Core Concepts
Understand the key concepts in Risicare observability.
This guide explains the core concepts you'll encounter when using Risicare.
Traces and Spans
Traces
A trace represents a complete execution flow through your agent. It starts when your agent receives input and ends when it produces output.
Trace: "Answer user question about weather"
├── Span: parse_input (2ms)
├── Span: llm_call to gpt-4o (1.2s)
├── Span: tool_call to weather_api (300ms)
└── Span: format_response (5ms)
Spans
A span represents a single unit of work within a trace. Spans have:
- Name: What operation this span represents
- Kind: The type of span (LLM_CALL, TOOL_CALL, AGENT, etc.)
- Timing: Start time and duration
- Attributes: Key-value metadata
- Events: Named events that occurred during the span
- Status: OK or ERROR
Span Hierarchy
Spans form a tree structure with parent-child relationships:
with start_span("process_request") as parent:
with start_span("call_llm") as child:
# child.parent_id == parent.span_id
passAgents
An agent is a logical component that makes decisions. In Risicare, agents are identified by:
- ID: Unique identifier (auto-generated or explicit)
- Name: Human-readable name (e.g., "planner", "researcher")
- Role: The agent's role (orchestrator, worker, reviewer)

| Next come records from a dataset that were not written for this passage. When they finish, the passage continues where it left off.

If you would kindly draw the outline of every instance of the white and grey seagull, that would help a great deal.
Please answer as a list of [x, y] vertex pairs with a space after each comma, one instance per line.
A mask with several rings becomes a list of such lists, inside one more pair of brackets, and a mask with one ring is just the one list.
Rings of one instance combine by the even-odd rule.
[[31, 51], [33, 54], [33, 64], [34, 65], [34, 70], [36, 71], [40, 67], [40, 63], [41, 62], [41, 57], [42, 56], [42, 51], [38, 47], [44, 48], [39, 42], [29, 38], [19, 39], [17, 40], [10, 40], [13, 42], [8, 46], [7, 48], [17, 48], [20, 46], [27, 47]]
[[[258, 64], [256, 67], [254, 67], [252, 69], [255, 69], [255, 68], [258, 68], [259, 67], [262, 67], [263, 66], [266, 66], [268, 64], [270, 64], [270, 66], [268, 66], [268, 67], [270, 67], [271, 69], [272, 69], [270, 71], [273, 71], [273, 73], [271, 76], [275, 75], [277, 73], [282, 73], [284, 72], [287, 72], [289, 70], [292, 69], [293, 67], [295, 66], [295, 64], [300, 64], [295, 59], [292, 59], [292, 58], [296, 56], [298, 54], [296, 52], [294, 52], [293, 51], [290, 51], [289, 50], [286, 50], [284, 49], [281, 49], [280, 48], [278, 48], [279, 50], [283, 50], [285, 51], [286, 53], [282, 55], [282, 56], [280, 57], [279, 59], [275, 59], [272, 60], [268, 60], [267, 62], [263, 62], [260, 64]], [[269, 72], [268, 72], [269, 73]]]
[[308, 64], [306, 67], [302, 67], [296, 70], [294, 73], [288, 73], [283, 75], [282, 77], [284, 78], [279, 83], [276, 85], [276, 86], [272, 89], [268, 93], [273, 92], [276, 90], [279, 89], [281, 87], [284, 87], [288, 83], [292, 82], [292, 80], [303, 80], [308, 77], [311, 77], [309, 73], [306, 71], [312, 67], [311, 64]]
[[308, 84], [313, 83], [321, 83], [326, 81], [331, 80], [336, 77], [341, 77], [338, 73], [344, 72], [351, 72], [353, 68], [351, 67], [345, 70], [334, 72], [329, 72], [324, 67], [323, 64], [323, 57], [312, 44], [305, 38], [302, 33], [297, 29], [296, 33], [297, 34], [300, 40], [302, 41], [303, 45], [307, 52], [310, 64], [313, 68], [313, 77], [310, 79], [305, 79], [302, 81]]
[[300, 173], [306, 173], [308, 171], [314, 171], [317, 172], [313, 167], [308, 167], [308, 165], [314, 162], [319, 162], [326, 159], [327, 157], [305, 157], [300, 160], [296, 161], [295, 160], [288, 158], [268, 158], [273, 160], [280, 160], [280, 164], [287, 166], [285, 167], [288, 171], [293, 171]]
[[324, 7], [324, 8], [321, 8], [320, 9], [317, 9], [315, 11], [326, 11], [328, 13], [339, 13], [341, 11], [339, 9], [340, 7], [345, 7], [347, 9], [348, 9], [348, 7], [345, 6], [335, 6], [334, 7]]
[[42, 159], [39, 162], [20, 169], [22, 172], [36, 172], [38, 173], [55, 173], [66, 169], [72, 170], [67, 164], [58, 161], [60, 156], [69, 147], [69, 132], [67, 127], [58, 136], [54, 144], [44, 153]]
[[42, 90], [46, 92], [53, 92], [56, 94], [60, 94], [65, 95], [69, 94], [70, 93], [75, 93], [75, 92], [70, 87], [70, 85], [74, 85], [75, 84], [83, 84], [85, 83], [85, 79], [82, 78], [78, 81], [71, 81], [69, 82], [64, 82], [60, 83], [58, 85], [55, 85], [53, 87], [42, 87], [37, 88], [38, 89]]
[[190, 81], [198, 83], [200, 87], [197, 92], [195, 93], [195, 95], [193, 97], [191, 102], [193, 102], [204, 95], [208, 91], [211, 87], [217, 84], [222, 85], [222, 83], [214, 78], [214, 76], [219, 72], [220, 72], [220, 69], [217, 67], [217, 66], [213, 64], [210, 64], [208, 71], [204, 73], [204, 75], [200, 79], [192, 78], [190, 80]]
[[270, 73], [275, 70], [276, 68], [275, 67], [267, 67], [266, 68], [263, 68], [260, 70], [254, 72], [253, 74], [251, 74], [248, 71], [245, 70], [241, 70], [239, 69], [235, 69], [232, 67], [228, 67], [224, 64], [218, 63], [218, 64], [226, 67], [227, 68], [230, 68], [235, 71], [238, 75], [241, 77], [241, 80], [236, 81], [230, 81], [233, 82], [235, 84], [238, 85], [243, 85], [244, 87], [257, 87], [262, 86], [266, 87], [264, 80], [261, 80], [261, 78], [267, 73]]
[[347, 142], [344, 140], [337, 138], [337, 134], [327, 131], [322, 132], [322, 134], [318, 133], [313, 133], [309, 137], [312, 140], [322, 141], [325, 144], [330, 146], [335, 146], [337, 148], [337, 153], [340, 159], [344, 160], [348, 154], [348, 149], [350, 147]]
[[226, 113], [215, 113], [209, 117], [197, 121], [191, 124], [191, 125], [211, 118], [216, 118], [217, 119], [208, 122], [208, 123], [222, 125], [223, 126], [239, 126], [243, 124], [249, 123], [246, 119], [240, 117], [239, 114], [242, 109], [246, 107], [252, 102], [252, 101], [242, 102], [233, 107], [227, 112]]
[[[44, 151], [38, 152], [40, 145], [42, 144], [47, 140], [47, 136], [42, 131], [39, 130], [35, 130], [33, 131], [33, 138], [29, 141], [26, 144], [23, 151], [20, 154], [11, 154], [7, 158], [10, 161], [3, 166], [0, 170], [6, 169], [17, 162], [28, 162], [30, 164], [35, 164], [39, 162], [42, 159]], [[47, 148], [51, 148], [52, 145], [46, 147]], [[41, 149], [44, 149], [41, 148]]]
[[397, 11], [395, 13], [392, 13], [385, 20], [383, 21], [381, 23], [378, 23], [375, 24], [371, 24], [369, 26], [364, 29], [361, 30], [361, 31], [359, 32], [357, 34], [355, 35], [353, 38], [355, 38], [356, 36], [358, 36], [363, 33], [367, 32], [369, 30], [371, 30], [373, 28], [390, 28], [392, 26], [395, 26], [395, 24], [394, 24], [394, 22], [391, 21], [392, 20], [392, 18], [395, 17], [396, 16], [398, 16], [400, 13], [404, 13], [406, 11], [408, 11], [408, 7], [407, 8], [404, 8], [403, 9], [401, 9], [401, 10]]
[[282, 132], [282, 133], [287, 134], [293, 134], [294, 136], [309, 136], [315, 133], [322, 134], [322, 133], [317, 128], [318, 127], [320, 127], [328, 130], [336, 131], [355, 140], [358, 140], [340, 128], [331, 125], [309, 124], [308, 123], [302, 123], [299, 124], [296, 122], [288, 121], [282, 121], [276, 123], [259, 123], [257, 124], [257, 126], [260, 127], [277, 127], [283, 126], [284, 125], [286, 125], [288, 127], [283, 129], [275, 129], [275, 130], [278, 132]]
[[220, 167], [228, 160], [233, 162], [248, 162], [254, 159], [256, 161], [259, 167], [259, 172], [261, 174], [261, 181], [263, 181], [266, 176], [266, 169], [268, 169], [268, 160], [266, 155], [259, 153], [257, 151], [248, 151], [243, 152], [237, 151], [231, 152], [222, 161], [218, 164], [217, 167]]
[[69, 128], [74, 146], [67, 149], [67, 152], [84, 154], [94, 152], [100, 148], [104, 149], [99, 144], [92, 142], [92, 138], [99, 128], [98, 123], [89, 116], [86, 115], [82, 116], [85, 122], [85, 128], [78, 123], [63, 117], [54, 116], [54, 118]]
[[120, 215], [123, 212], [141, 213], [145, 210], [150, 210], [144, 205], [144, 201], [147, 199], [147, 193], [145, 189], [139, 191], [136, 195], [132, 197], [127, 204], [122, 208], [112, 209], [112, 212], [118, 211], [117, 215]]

- Type: The agent framework/pattern used
@agent(name="planner", role="orchestrator")
def plan_task(objective):
# All spans inside this function are associated with this agent
passSessions
A session groups related traces from the same user interaction. Use sessions to:
- Track multi-turn conversations
- Group related agent executions
- Analyze user journeys
with session_context(session_id="user-123-session"):
# All traces here belong to this session
result1 = agent.run("First request")
result2 = agent.run("Follow-up request")Semantic Phases
Risicare tracks semantic phases to understand agent decision-making:
| Phase | Description | Example |
|---|---|---|
| THINK | Reasoning and planning | Analyzing the problem |
| DECIDE | Making a decision | Choosing which tool to use |
| ACT | Taking an action | Calling an API |
| OBSERVE | Reading state | Checking memory |
@trace_think
def analyze_problem(context):
"""This is a THINK phase - reasoning about the problem"""
pass
@trace_decide
def choose_tool(options):
"""This is a DECIDE phase - selecting an action"""
pass
@trace_act
def execute_tool(tool, args):
"""This is an ACT phase - performing the action"""
passContext Propagation
Risicare automatically propagates context through your code:
- Thread-safe: Uses Python
contextvarsfor thread isolation - Async-safe: Works correctly with
asyncio - Cross-process: Supports W3C Trace Context for distributed tracing
Automatic Propagation
@agent(name="parent")
async def parent_agent():
# Context automatically propagates to child calls
await child_agent() # Inherits trace context
@agent(name="child")
async def child_agent():
# This agent's spans are children of parent_agent's span
passManual Context
# Extract context for passing to another system
context = get_trace_context()
# Restore context in another thread/process
with restore_trace_context(context):
# Spans created here continue the trace
passError Taxonomy
When errors occur, Risicare classifies them using a 10-module taxonomy:
| Module | What It Covers |
|---|---|
| PERCEPTION | Input parsing, validation |
| REASONING | Logic errors, hallucinations |
| TOOL | Tool execution failures |
| MEMORY | State management issues |
| OUTPUT | Response formatting |
| COORDINATION | Workflow problems |
| COMMUNICATION | Inter-agent messages |
| ORCHESTRATION | Agent lifecycle |
| CONSENSUS | Multi-agent agreement |
| RESOURCES | Resource contention |
Each module contains categories, and each category contains specific error codes:
TOOL.EXECUTION.TIMEOUT
│ │ └── Specific error code
│ └── Category (EXECUTION)
└── Module (TOOL)
The Self-Healing Pipeline
When an error is detected, Risicare runs a 4-stage diagnosis pipeline:
Error Detected
↓
1. Context Extraction
Extract relevant spans, messages, and state
↓
2. Taxonomy Classification
Classify using gpt-4o-mini (fast)
↓
3. Root Cause Analysis
Deep analysis using gpt-4o (thorough)
↓
4. Fix Suggestion
Generate fix configurations
Fixes are then validated through hypothesis testing and deployed via A/B testing.